Maybe Jones is a miser and has plenty to spare, or maybe that is the supply he requires to survive – – either way, it is his property and within his rights to control that property and its disposition.  People of good faith can argue whether we have a moral obligation to provide charity to those in need; but a ‘legal obligation’ backed by coercive force to redistribute justly acquired property is always a violation of our natural rights.

It is unfair – Taking from those who have produced and earned their success, and giving to those which did not earn is inherently unfair – – a concept even small kids can understand.  Another good thought experiment is displayed in this video which shows college student’s horror as they are asked to give up grade points to help those fellow students who didn’t have as high of GPA

 

It is unconstitutional – The powers of the Federal Government are few and enumerated.  Nowhere does it allow for redistribution of wealth on grounds of equality, benevolence, or any other reason.  Don’t just take my word for it; consider the words of Madison who is regularly regarded as the father of the Constitution 

  • “I cannot undertake to lay my finger on that article of the Constitution which granted a right to Congress of expending, on objects of benevolence, the money of their constituents.”  
    • Annals of Congress, House of Representatives, 3rd Congress, 1st Session, page 170 (179401-10) [5]. The Annals summarize speeches in the third person, with the actual text of Madison’s quote as follows: “Mr.
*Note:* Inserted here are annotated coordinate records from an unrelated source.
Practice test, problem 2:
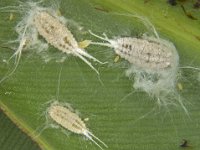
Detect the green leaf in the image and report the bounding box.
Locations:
[0,0,200,150]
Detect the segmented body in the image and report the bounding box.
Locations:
[48,105,86,134]
[48,103,108,150]
[33,11,78,53]
[114,37,173,69]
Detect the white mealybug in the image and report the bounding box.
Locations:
[47,102,108,150]
[89,28,184,113]
[0,2,103,82]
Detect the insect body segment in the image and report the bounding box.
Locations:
[34,11,103,73]
[89,31,181,110]
[115,37,171,69]
[48,104,108,150]
[89,31,173,70]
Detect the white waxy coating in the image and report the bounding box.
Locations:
[48,105,87,134]
[48,104,108,150]
[89,31,178,71]
[34,11,78,53]
[115,37,173,69]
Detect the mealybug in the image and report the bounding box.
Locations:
[47,102,108,150]
[0,2,103,82]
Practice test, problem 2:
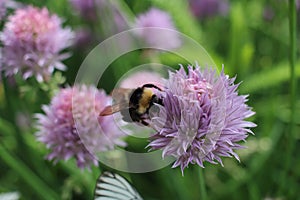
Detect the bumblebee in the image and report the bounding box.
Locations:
[100,84,163,126]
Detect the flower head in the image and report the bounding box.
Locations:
[134,8,181,49]
[149,66,255,171]
[0,6,73,81]
[189,0,229,19]
[37,85,126,168]
[0,0,18,21]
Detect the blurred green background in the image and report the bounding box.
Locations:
[0,0,300,199]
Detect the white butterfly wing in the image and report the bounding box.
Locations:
[94,172,143,200]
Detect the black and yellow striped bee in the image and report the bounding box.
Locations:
[100,84,163,126]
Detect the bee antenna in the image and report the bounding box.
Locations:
[142,83,161,91]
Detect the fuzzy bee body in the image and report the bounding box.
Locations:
[100,84,163,126]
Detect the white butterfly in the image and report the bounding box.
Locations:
[94,172,143,200]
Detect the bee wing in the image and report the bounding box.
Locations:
[94,171,143,200]
[100,88,133,116]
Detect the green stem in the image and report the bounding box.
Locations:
[199,167,207,200]
[0,144,60,199]
[285,0,297,172]
[289,0,297,142]
[278,0,297,196]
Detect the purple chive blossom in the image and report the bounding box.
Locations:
[0,0,6,19]
[149,65,256,172]
[36,85,126,168]
[0,0,19,22]
[0,6,73,82]
[189,0,229,19]
[134,8,181,49]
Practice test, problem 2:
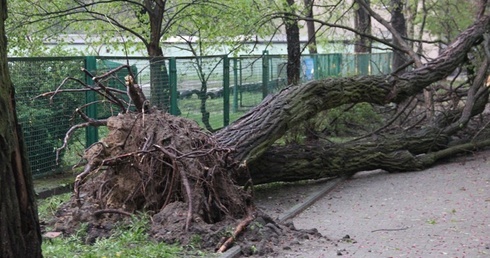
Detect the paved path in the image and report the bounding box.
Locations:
[284,151,490,257]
Madison wished to relieve the sufferers, but was afraid of establishing a dangerous precedent, which might hereafter be perverted to the countenance of purposes very different from those of charity. He acknowledged, for his own part, that he could not undertake to lay his finger on that article in the Federal Constitution which granted a right of Congress of expending, on objects of benevolence, the money of their constituents.” The expense in question was for French refugees from the Haitian Revolution.

It increases the overall level of poverty – providing a basic safety net often sounds appealing and compassionate, but there is always the proverbial risk that the safety net becomes a hammock, and even a web/trap which ensnares the poor into a life of dependency and poverty.  The evidence and basic economic law show us that anytime you subsidize something, you get more of it.  In this case, we are subsidizing poverty and non-productivity and the reaping the effect of increased levels of both.  On the flip side, anytime we are punishing success, even to small degrees, will have a negative impact on the incentive structure and desire to excel economically. Free trade, property rights, and the pursuit of profit have been the key reasons billions of people have been lifted out of poverty in the last 200 years.
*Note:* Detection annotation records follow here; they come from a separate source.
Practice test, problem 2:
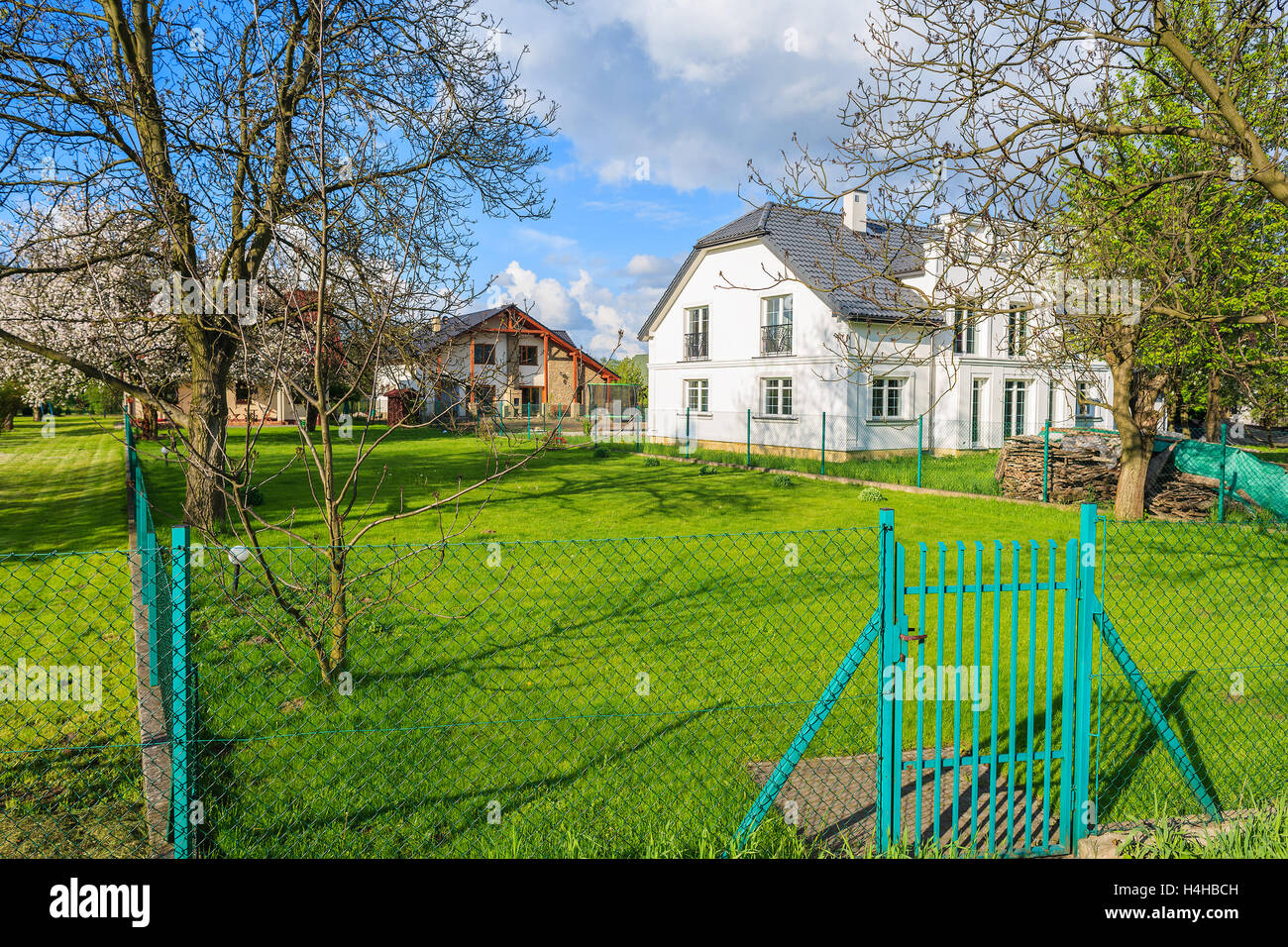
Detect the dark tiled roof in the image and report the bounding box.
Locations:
[639,204,932,340]
[404,303,617,374]
[417,305,510,349]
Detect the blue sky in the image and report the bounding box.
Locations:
[463,0,870,357]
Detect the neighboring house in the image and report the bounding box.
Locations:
[376,304,621,417]
[639,191,1112,454]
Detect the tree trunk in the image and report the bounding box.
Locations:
[1113,362,1154,519]
[139,402,158,441]
[183,353,228,530]
[1203,368,1221,443]
[325,550,349,683]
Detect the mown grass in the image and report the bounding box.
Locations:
[2,414,1288,856]
[0,419,146,857]
[640,443,1002,496]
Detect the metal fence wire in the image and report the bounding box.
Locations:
[1094,520,1288,824]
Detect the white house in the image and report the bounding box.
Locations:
[639,191,1113,456]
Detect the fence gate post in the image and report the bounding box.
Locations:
[170,526,192,858]
[1042,417,1051,502]
[818,411,827,474]
[876,509,903,853]
[1070,502,1098,854]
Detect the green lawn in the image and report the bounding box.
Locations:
[0,424,1288,856]
[0,419,146,857]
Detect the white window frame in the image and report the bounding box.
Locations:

It reduces the happiness of the recipients – the abundance of evidence on the subject of happiness conclusively points to the fact that people are much happier when they feel like they are in control of their own lives, and have economic freedom and earned success.  The less fortunate become less happy as they become more dependent, and as they understand they did not fairly earn the resources given to them.
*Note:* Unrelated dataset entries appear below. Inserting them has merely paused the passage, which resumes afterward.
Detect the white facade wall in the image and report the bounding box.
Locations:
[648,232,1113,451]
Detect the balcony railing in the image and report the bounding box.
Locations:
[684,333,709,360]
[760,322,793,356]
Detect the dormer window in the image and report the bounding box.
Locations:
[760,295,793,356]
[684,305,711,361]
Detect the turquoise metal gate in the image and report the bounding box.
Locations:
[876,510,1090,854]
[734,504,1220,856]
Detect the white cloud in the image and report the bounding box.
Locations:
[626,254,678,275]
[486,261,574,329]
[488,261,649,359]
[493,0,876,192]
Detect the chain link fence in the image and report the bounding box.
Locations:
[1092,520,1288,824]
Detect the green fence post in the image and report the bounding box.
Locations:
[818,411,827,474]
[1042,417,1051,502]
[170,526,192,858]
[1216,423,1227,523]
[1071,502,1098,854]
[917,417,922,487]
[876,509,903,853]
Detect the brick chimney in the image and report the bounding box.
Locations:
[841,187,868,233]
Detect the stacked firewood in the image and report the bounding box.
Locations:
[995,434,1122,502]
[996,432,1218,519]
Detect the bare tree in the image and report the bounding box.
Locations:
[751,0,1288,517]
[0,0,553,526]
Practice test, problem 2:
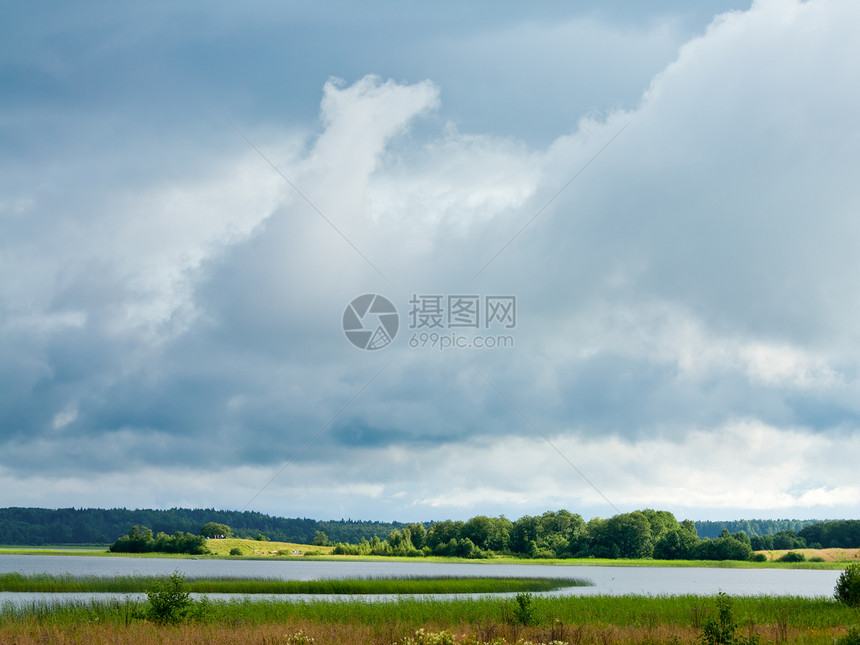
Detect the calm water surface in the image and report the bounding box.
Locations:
[0,555,839,603]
It is unnecessary – prior to the big government welfare programs, the truly needy were helped by true charity from friends, family, churches, neighbors, fraternal associations…etc.  Again, the research clearly shows that as the government intervention increases, all of these institutions and sources of charities decrease.

    • Frank Chodorov was giving a talk many decades ago. Chodorov was being very critical of government welfare programs in general, and was asked by a listener: “But what will happen to sick, elderly people?” Chodorov replied: “They’ll be left to die in the streets the way they used to.” The listener retorted: “When did that ever take place?,” to which Chodorov answered: “Exactly.”

Here is another good, quick video touching on the subject of winning the argument by focusing on the morality as well as the utilitarian/results

Tax funded “charity” is theft!  It is also unnecessary and counterproductive.